Increasing trade: Expanding exports have helped Iowa’s commercial farms, but this is in jeopardy. The Trump administration pulled out of the Trans Pacific Partnership, and the impact is hitting home in rural Iowa. An analysis this month by Politico Magazinefound that the 11 other countries in the trade deal are now involved in 27 separate trade negotiations with one another and other major trading partners. For example, the European Union and Japan announced a deal that would give European pork producers an advantage of up to $2 per pound over U.S. exporters in some cases. Canada and Australia are also moving to cut deals with Asian nations to sell more beef and pork there.

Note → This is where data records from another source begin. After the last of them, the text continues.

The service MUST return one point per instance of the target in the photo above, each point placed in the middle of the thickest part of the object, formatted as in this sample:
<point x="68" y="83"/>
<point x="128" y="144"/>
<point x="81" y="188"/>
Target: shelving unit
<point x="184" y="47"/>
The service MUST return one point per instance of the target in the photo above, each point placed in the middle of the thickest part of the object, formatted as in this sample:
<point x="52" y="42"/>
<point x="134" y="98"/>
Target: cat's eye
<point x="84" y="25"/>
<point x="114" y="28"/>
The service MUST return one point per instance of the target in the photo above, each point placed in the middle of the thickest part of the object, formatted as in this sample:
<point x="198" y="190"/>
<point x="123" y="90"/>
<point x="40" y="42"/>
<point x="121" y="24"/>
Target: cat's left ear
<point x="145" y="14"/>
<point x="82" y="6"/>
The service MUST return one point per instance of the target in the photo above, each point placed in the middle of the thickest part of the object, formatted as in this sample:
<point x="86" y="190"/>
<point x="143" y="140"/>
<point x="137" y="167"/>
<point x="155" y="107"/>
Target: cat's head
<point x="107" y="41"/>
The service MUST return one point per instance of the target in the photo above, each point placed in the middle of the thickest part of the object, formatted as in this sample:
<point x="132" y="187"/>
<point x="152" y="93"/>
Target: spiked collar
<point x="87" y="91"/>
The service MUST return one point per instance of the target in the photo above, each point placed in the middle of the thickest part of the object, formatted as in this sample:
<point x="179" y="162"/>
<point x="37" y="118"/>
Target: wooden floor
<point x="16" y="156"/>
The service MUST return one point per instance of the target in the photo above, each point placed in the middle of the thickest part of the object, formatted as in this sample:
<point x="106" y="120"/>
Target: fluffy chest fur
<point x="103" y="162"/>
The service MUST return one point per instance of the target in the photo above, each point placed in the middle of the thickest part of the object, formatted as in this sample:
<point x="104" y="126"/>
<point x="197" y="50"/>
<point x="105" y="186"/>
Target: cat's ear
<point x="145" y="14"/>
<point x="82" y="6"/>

“I’m scared to death,” Ron Prestage told Politico. His family is building a pork plant near Eagle Grove, in part to serve the Asian market.

Helping beginning farmers: Access to land is one of the biggest barriers for new farmers, as large operations outbid competitors. The next Farm Bill should protect programs that foster the next generation of farmers.

Peters offers another idea: Provide incentives for larger farmers to rent environmentally sensitive land — such as strips near rivers — to small farmers to grow alternative crops. The idea benefits all involved, including taxpayers, who gain better water quality. And such ideas help bridge the divide between small and large farmers.

Iowa needs all types of farmers, from hobbyists who grow produce for farmers markets to large producers who help keep food prices low. But it’s the vulnerable middle that needs the most support — and that Iowa depends upon the most.